The Wii Vitality Sensor is a cancelled accessory for the Wii. Announced by Satoru Iwata at E3 in 2009, not much is known about the Vitality Sensor and how it would have been integrated into video games. It has been suggested by Iwata that it would be used to relax the player, telling them their heartbeat and about their body.
The Vitality Sensor was revealed at E3 2009 by Satoru Iwata, though no software that utilized the device was shown. After the announcement was made, Iwata on various different accounts confirmed that they would show off games for the accessory at the following E3 in 2010.
During E3 2010, the device was not shown or even mentioned. When asked why, a Nintendo spokesperson said that they didn't feel it was the right time to show it off just yet, saying that they would at a later date. It has been speculated that Nintendo chose not to show it after a similar product was revealed by Ubisoft the night before at their press conference.

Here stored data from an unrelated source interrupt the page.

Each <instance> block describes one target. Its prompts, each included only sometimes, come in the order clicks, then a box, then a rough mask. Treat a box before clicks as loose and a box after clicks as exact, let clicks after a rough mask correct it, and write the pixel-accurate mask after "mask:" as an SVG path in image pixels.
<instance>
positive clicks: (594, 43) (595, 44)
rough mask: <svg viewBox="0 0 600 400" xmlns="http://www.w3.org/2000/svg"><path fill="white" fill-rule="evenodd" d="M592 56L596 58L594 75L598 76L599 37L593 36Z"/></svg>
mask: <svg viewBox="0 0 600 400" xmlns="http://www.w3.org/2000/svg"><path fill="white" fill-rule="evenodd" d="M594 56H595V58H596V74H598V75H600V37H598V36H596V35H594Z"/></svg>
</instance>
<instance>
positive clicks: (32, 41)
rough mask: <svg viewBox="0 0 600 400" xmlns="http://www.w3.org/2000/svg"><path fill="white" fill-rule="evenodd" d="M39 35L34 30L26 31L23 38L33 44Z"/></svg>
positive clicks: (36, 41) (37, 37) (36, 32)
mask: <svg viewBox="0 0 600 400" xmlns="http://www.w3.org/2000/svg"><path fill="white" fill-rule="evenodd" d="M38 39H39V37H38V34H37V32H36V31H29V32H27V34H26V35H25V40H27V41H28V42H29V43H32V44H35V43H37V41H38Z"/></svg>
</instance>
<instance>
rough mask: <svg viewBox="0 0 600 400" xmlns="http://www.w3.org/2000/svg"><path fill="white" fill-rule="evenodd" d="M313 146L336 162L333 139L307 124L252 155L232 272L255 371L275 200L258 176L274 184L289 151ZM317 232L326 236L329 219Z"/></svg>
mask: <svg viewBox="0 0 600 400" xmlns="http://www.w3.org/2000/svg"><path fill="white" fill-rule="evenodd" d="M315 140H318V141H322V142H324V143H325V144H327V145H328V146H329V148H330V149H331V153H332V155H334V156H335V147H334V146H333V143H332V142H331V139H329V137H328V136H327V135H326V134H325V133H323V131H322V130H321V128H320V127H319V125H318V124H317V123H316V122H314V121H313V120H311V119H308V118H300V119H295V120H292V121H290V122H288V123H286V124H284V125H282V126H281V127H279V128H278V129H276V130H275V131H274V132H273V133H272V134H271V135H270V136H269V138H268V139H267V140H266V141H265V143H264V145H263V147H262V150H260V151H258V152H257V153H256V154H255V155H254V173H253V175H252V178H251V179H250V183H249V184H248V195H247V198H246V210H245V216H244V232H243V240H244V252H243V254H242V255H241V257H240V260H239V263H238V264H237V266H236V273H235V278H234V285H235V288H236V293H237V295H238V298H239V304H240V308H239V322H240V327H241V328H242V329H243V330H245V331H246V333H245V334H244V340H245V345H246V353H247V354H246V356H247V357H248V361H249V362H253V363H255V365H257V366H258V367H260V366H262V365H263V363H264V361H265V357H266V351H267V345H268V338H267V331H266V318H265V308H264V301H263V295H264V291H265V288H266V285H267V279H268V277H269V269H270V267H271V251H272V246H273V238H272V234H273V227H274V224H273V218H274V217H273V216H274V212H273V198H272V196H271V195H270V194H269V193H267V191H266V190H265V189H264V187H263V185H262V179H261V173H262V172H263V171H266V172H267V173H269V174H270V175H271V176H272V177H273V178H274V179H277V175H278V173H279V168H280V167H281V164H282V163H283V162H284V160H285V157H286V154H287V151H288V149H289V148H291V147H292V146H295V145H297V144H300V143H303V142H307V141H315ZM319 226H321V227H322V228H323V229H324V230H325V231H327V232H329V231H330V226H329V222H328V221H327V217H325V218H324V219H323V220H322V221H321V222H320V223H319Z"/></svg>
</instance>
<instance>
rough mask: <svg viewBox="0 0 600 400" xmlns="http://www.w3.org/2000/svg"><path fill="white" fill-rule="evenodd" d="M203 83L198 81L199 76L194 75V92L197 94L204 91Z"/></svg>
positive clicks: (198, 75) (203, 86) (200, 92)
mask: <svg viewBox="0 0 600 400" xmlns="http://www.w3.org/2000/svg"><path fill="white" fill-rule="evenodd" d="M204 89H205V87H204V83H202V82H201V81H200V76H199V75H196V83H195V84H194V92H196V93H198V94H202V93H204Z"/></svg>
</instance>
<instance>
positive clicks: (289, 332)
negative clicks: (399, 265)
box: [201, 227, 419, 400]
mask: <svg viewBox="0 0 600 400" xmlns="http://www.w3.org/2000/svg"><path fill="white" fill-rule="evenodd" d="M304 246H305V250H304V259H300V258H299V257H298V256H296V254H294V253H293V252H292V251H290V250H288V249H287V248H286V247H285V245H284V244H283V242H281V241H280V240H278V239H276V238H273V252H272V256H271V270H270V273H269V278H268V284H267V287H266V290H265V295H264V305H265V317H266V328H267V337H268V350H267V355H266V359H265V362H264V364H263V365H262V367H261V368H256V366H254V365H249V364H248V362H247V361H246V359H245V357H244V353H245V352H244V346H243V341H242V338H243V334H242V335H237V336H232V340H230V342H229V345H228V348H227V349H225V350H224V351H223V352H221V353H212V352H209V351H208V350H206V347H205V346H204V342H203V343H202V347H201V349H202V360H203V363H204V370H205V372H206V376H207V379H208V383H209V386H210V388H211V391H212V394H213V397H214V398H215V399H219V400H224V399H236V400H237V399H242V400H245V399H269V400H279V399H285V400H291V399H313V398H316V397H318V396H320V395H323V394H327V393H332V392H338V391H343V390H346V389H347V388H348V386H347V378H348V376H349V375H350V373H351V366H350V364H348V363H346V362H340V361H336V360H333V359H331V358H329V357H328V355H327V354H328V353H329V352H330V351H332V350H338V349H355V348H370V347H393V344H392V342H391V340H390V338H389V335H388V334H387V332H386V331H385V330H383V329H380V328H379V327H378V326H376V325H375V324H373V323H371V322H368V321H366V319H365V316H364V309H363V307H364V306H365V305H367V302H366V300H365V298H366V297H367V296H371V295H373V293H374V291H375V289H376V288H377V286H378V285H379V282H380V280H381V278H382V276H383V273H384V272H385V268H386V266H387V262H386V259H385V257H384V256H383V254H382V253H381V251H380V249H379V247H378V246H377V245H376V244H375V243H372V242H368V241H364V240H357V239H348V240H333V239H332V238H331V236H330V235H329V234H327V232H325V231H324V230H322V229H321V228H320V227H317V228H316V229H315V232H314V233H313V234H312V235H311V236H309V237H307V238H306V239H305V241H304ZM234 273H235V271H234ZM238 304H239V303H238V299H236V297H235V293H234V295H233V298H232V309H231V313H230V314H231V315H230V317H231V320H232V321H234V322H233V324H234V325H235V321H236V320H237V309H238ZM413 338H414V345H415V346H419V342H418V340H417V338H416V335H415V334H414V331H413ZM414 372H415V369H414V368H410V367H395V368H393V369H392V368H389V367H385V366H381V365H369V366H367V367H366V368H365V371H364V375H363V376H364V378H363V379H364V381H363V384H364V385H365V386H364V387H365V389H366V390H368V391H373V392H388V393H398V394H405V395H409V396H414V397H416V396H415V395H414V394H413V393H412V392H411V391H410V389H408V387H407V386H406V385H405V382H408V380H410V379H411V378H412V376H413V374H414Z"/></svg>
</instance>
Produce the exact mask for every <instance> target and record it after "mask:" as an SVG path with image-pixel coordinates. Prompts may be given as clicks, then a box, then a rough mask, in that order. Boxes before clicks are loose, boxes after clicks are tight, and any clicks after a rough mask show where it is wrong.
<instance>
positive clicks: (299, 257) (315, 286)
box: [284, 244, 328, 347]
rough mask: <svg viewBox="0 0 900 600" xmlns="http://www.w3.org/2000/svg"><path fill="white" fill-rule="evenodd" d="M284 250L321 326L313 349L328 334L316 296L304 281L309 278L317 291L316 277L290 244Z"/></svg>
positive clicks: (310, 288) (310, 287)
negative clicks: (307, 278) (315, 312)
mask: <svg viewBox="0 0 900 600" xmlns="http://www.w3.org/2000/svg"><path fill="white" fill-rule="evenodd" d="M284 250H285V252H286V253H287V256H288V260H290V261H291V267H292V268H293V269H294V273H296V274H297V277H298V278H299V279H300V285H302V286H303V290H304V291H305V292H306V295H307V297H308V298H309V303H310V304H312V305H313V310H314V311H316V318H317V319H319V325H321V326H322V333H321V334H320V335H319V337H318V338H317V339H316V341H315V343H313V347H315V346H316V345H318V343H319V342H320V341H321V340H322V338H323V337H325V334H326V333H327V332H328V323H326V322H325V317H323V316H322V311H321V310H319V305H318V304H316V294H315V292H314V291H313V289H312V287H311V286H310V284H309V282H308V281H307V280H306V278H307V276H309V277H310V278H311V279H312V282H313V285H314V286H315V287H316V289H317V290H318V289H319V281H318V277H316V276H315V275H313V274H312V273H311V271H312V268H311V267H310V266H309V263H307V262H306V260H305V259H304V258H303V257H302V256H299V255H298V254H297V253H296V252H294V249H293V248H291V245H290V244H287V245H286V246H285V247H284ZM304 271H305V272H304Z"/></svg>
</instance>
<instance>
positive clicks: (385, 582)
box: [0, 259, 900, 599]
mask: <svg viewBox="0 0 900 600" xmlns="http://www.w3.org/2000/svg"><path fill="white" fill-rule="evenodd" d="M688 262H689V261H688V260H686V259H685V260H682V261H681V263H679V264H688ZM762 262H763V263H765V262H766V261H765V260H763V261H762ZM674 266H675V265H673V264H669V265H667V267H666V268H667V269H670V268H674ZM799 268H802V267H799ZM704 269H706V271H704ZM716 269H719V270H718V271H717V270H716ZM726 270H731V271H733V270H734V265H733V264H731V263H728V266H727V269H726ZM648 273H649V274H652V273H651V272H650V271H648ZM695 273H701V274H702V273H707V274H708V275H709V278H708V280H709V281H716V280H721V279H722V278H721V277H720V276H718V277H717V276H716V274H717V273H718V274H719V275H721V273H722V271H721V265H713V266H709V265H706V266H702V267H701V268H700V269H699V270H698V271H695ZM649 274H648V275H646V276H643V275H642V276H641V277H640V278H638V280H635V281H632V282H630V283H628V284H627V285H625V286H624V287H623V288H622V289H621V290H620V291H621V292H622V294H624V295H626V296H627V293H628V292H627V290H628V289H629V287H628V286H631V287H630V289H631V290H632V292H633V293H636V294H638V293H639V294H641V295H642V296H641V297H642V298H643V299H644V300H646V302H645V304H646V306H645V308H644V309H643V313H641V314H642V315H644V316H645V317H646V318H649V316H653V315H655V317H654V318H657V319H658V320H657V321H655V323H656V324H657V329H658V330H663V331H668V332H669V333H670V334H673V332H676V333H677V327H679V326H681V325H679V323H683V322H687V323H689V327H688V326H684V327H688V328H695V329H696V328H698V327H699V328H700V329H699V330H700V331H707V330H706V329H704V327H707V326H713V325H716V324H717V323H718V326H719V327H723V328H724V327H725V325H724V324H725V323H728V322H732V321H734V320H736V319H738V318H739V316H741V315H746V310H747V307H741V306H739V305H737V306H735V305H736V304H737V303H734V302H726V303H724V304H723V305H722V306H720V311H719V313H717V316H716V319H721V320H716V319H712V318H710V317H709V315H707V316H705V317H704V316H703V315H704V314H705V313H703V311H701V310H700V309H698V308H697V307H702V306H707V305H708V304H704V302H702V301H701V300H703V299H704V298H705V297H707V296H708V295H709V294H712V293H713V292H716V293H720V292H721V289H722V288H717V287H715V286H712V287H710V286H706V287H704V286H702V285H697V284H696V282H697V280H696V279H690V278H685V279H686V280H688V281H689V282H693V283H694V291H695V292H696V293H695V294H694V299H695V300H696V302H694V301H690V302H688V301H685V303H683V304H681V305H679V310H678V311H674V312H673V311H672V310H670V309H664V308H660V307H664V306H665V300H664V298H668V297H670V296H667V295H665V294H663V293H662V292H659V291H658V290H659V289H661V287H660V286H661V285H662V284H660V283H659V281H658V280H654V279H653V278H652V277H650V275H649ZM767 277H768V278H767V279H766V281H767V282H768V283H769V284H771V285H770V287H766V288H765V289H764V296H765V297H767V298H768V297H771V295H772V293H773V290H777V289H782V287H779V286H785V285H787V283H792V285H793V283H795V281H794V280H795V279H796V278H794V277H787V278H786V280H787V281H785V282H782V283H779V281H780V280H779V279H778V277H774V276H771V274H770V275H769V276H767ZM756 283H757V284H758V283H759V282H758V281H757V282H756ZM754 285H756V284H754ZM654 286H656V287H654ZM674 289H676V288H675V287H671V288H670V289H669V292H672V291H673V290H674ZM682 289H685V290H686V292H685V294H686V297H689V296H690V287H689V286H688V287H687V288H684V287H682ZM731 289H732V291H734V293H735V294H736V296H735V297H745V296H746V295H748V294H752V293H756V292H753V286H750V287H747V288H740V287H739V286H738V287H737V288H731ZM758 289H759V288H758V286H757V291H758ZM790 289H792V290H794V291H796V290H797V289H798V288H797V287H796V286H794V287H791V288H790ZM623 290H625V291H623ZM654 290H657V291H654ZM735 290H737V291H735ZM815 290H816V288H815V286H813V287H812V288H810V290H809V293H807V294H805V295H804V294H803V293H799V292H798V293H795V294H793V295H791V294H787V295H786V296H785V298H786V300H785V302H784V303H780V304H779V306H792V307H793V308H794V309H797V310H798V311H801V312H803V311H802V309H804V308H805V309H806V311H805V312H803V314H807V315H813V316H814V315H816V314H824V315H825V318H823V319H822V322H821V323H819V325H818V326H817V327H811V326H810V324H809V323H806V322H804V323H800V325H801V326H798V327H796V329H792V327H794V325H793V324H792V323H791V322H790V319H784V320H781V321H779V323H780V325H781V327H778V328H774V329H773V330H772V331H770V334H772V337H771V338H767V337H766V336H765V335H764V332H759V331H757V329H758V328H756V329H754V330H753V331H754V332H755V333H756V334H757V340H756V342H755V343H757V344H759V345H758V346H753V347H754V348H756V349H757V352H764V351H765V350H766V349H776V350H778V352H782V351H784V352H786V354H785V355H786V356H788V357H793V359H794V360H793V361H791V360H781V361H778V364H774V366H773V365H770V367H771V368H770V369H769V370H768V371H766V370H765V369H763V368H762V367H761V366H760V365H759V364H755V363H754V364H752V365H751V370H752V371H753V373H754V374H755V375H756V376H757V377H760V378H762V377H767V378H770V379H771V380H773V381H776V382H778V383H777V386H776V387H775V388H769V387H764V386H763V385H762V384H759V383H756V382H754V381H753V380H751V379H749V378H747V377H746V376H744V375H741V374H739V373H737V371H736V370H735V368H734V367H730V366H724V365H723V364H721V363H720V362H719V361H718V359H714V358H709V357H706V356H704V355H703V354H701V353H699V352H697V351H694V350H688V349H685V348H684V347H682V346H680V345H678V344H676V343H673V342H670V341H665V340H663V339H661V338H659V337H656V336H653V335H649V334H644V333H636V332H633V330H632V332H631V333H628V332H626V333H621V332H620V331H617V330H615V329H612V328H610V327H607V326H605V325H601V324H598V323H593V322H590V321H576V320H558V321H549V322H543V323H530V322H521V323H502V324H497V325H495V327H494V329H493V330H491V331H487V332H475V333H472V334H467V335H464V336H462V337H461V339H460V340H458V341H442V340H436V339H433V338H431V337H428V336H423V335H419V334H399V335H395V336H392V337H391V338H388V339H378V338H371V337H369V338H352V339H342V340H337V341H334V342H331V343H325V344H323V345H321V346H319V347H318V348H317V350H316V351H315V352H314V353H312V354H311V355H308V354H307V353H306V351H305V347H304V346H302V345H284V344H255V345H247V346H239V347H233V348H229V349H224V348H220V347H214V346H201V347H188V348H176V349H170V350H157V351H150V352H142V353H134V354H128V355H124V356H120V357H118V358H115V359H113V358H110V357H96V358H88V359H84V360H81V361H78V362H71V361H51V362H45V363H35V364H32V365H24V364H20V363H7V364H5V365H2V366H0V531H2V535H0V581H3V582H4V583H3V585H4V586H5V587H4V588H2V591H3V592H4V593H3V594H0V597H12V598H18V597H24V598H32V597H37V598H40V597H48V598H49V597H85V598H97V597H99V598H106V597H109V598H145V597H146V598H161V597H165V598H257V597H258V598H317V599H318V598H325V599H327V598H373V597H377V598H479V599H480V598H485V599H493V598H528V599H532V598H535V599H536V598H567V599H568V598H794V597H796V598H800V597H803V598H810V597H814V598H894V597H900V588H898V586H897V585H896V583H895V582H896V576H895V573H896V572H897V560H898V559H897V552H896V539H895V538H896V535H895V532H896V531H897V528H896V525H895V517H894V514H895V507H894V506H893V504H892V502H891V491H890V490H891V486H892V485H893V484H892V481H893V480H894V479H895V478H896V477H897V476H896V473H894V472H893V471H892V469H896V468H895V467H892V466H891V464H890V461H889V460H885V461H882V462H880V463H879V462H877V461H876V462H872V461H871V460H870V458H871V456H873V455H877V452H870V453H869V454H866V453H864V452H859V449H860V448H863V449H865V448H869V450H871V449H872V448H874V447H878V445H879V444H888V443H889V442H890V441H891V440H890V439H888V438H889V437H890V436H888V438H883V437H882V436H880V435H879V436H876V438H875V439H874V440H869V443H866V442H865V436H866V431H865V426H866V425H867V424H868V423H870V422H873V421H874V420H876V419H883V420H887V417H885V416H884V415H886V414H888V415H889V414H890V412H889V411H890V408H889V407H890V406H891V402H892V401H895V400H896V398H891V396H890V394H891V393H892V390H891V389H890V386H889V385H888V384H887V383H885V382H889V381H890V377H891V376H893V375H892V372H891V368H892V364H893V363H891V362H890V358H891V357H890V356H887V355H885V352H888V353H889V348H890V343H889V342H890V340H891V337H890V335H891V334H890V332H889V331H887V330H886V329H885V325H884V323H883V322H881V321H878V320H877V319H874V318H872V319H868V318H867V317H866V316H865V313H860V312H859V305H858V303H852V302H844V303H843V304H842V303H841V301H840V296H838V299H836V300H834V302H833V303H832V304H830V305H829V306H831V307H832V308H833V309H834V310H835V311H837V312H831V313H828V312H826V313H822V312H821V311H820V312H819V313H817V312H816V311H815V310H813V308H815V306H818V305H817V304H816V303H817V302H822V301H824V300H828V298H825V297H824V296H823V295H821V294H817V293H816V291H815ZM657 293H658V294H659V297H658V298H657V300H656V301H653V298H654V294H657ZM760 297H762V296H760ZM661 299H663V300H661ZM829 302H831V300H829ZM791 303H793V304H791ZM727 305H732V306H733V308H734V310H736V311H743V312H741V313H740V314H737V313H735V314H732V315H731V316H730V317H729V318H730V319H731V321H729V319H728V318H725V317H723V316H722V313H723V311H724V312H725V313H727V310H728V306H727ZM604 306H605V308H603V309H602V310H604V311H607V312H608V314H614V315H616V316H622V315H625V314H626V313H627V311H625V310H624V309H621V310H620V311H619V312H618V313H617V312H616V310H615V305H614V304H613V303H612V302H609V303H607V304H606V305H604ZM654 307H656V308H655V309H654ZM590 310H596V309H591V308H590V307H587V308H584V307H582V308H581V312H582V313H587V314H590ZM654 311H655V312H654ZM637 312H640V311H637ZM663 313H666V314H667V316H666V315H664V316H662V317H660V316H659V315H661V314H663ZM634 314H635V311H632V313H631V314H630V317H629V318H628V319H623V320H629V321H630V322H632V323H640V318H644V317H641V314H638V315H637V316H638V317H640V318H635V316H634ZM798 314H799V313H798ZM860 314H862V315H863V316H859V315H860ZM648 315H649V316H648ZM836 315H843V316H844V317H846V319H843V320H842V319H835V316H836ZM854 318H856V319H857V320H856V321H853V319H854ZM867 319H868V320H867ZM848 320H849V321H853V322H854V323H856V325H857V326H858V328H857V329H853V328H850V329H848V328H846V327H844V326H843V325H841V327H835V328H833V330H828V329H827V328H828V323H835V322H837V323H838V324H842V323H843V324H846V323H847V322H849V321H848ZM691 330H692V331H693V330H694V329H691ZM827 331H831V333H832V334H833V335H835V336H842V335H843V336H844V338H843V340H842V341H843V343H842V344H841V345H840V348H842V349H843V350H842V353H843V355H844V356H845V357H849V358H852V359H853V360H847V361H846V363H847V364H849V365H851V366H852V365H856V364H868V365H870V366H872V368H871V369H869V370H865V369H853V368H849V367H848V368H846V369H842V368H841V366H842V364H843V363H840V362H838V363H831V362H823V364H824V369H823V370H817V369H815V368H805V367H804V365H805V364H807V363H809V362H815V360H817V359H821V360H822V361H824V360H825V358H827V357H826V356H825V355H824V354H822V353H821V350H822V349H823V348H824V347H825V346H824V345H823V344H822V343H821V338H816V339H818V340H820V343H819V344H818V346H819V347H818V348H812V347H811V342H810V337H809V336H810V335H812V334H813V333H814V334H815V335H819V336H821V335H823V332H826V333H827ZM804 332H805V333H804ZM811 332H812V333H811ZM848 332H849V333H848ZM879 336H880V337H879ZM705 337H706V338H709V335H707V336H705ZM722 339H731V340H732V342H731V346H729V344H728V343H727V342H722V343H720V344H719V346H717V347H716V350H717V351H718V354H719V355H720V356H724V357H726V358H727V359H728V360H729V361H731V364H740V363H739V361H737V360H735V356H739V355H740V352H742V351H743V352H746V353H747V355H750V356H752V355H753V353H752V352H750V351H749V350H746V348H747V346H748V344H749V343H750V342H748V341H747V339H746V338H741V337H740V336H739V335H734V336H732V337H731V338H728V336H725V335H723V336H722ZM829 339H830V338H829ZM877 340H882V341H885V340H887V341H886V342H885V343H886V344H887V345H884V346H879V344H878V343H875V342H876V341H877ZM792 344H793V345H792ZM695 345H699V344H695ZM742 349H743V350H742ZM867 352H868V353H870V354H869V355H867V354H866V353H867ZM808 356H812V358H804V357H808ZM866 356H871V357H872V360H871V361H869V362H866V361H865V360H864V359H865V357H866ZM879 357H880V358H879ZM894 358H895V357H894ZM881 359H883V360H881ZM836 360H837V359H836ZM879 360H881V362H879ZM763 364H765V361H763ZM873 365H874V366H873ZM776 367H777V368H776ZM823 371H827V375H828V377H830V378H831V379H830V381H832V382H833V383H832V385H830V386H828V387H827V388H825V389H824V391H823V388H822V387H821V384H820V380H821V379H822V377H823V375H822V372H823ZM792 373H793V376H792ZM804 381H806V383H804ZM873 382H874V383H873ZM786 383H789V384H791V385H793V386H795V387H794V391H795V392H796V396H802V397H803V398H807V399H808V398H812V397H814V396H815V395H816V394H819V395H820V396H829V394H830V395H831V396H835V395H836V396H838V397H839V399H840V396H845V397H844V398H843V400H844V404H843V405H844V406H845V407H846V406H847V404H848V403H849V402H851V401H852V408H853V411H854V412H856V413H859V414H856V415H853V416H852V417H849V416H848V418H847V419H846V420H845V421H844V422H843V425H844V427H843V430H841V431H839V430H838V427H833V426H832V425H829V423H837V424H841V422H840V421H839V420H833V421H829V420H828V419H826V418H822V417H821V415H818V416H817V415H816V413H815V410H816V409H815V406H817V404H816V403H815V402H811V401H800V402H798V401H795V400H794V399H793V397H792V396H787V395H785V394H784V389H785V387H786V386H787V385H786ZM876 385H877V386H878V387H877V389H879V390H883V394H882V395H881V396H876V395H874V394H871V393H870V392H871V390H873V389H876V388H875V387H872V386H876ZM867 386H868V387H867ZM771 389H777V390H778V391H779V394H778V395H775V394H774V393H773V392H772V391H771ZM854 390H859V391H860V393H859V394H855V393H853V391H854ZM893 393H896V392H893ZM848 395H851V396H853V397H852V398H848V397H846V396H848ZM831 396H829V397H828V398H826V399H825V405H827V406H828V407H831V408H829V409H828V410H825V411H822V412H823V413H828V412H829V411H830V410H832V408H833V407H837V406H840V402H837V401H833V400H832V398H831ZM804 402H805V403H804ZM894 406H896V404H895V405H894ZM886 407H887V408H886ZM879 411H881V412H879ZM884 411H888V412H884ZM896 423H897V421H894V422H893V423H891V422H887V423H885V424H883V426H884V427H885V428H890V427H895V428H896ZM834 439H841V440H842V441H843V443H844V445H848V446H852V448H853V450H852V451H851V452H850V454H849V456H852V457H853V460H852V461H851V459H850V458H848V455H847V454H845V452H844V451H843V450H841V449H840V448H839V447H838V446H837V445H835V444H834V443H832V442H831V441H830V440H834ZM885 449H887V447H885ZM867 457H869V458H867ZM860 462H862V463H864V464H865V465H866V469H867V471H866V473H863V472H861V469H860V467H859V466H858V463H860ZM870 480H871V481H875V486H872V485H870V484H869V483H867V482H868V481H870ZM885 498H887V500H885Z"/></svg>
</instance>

On July 5, 2013, it has been confirmed that the Vitality Sensor had been cancelled due to testing issues.
"We have not been able to launch it as a commercial product because we could not get it to work as we expected and it was of narrower application than we had originally thought," Satoru Iwata told investors. According to Iwata's estimates, approximately 90 out of 100 people were able to use the Vitality Sensor without a hitch, though he (thankfully) requires that it work with "1,000 of 1,000 people." However, he admitted "but [since we use the living body signal with individual differences] it is a little bit of a stretch to make it applicable to every single person." He'd still love to make the Vitality Sensor a reality "if technology enhancements" allow, but thus far, testing renders it "insufficient as a commercial product."